Investment brokers on the trading floor of the Nairobi Securities Exchange (NSE) in Nairobi. FILE PHOTO | NMG
Pension funds have recorded the highest first quarter return in
five years on the back of a good performance by equity investments at
the Nairobi Securities Exchange.
Industry data compiled
by Actuarial Services East Africa (Actserv) shows pensioners enjoyed a
return of 6.7 per cent in the three months to March, compared to 2.5 per
cent in the same quarter of last year.
The last time
the quarter one return crossed the five per cent mark was in 2013, when
it stood at 7.9 per cent. “Equities at 14.8 per cent was the best
performing asset class compared to fixed income (3.6 per cent) and
offshore assets (-1.8 per cent) in the three months to March,” said
Actserv in its report.
In the first quarter of 2017,
equities had given the funds a paltry return of 0.2 per cent, fixed
income 3.1 per cent and offshore 8.7 per cent.
On an annualised basis, the overall return stood at 23.8 per
cent by the end of March, while the three-year return stood at 9.4 per
cent.
Actserv surveyed 382 schemes with a total fund value of Sh654 billion.
Impressive gains
In
the first three months of the year the stock market recorded impressive
gains, with investor wealth (market capitalisation) growing by Sh296
billion to hit Sh2.8 trillion.
The NSE 20 share index
was up 3.6 per cent in the quarter, while the NSE All Share Index (NASI)

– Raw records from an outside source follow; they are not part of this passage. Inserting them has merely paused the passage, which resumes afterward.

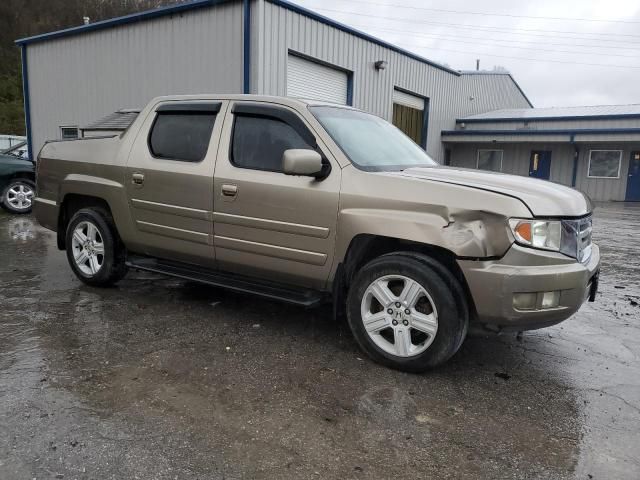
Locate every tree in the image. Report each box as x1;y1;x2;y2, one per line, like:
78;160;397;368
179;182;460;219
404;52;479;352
0;0;175;135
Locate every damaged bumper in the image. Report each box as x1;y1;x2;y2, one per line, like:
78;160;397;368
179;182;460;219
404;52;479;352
458;243;600;331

gained 11.7 per cent in the period.
The market has,
however, struck a slower note in the second quarter of the year, having
ceded ground in April following a correction of share prices amid profit
taking by investors.
In April, market capitalisation
fell back by Sh172.7 billion, while the NSE 20 Share Index and the NASI
retreated by 2.9 and 6.1 per cent respectively.
The
funds will also be keeping an eye on the direction of interest rates on
government bonds, which make up the majority of the investments.
Should
the yields go up the returns from this asset class will be depressed
further due to the resulting fall in the price or value of the bonds,
while a fall in yields would push the value higher.